The FINANCIAL– On January 12, 2018, the Executive Board of the International Monetary Fund (IMF) concluded the Article IV consultation with the Federal Democratic Republic of Ethiopia.
Ethiopia has recorded annual average GDP growth of about ten percent in the last decade, driven by public investments in agriculture and infrastructure. The poverty rate has fallen from 44 percent in 2000 to 23.5 percent in 2015/16. In 2016/17 GDP growth is estimated at 9 percent, as agriculture rebounded from severe drought conditions in 2015/16. Industrial activity expanded, with continued investments in infrastructure and manufacturing. The current account deficit declined in 2016/17 to 8.2 percent of GDP from 9.1 percent the previous year, reflecting lower drought-related imports and lower public sector capital goods imports. However, export revenues were largely unchanged despite significant volume growth, as global agricultural commodity prices remained low. Foreign direct investment (FDI) growth, was 27.6 percent due to investments in the new industrial parks and privatization inflows. International reserves at end-2016/17 stood at US$3.2 billion (1.8 months of prospective imports cover).
In October 2017, the National Bank of Ethiopia (NBE) devalued the birr by 15 percent relative to the U.S. dollar, thereby reducing overvaluation and enhancing competitiveness. Simultaneously, the NBE increased interest rates and adopted a restrictive stance to minimize adverse effects on inflation—which was 13.6 percent in November 2017. Since October 2016, the Ministry of Finance and Economic Cooperation (MOFEC) implemented further cuts in external borrowing by the government and public enterprises (SOEs), and reduced outstanding non-concessional commercial debt. The general government deficit outturn in 2016/17 was 3.4 percent of GDP (including privatization) and the 2017/18 budget speech announced additional consolidation policies, with the budget deficit projected at 2.5 percent of GDP, according to IMF.
Growth is expected to stay high in 2017/18, at 8.5 percent, supported by continued recovery from droughts and export expansion as new manufacturing facilities and infrastructure come online—offsetting the potentially dampening impact of restrictive macroeconomic policies. Over the medium term, growth is expected to remain around 8 percent, supported by sustained expansion in exports and investment. The authorities’ policies envisaged under the second Growth and Transformation Plan (GTP II) are expected to underpin domestic private sector development and FDI. The GTP II also envisages allocating significant resources to poverty alleviation and the social safety net, while efforts to strengthen financial inclusion are underway.
Executive Board Assessment
Executive Directors agreed with the thrust of the staff appraisal.
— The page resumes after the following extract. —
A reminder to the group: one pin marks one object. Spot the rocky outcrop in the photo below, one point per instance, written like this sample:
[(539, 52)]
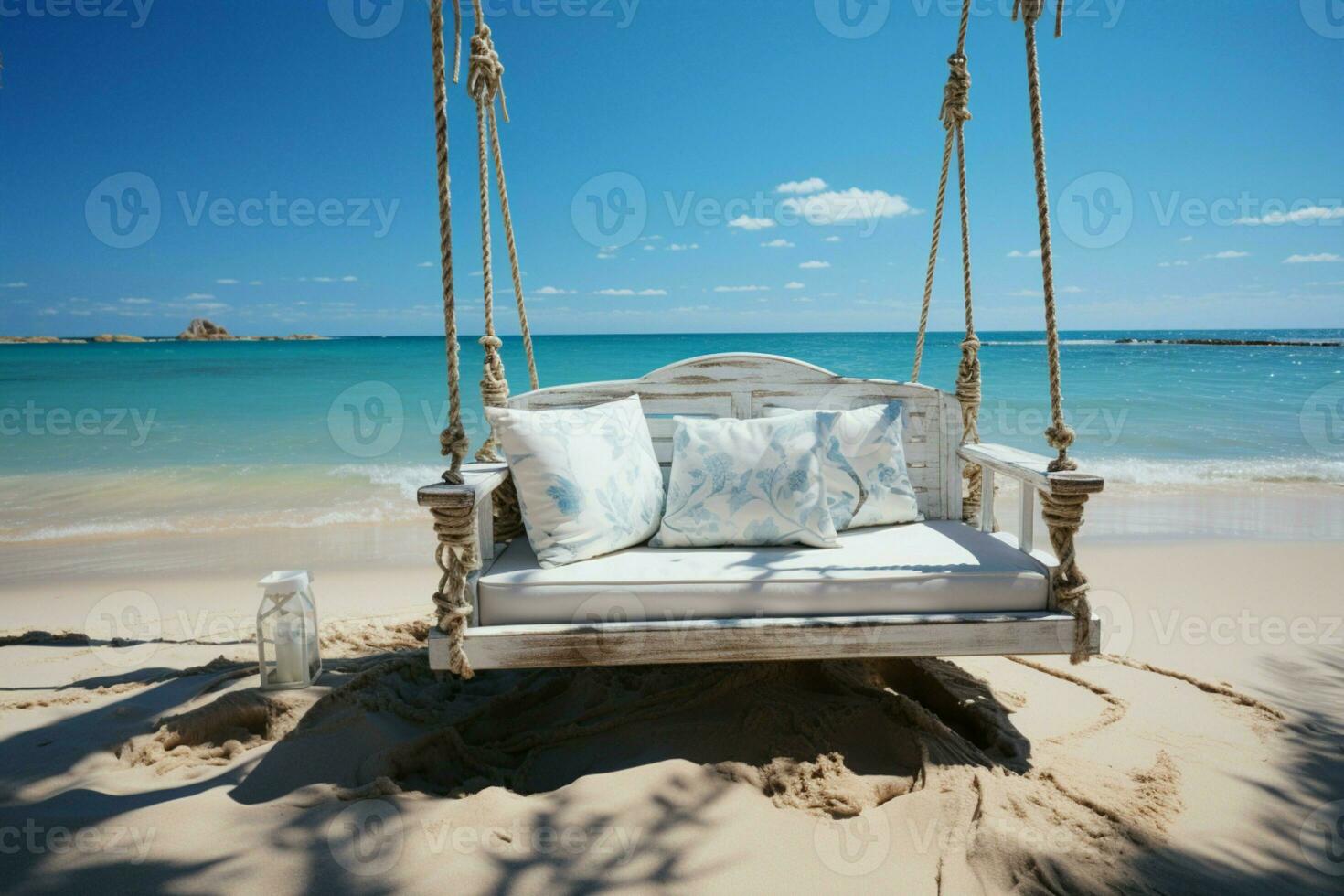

They commended Ethiopia’s impressive record of human development improvements and output growth over the last decade, and the effective policy response to the recent drought. They noted that the preconditions for an export expansion and transition to private sector-led growth—including investments in trade-enhancing infrastructure—are in place, and private direct investment is growing strongly. However, they underlined that external imbalances and inadequate reserve buffers remain a key risk, and urged the authorities to maintain determined policy actions to control external borrowing.
Directors stressed the need to continue determined implementation of policies to reduce external imbalances. They commended the restrictive public sector borrowing policy to contain external debt and imports while protecting pro-poor spending, the devaluation of the currency to regain competitiveness, and the tight monetary policy to rein in inflation. They agreed that these policies should address most of the birr’s prior overvaluation, while ongoing reforms to strengthen the business environment will help preserve competitiveness gains. Directors welcomed the authorities’ readiness to tighten policies further if inflationary pressures do not abate in coming months. They noted that a more flexible exchange rate would help preserve competitiveness and foster export diversification, and recommended eliminating exchange restrictions.
Directors supported the authorities’ goal to strengthen domestic revenue mobilization and urged them to accelerate ongoing tax administration reforms. They welcomed plans to improve the management and oversight of public enterprises, including undertaking audits for some large state-owned enterprises (SOEs). Public-private partnerships (PPPs), long-term concessions, and privatization of SOEs could offer opportunities to fund critical infrastructure. Directors welcomed the progress in strengthening the legal framework for PPPs and urged the authorities to ensure that their use strikes the appropriate balance between boosting private sector participation and minimizing fiscal risks. Continued efforts to improve the business climate, promote financial inclusion, and improve governance will also be important.
Directors welcomed plans to develop a broader range of indirect monetary policy instruments and promote an active inter-bank market, which would deepen financial markets and improve savings allocation. They encouraged the authorities to continue to monitor the NPLs of the national development bank and to shift its current funding mechanism to a less distortive system. Directors also urged implementation of the action plan to further strengthen the AML/CFT framework.
Directors welcomed ongoing efforts to strengthen the compilation and dissemination of economic statistics. They urged the authorities to adopt international standards for budgetary, monetary, and financial statistics and decisively address remaining data weaknesses in national accounts and public sector financial reporting.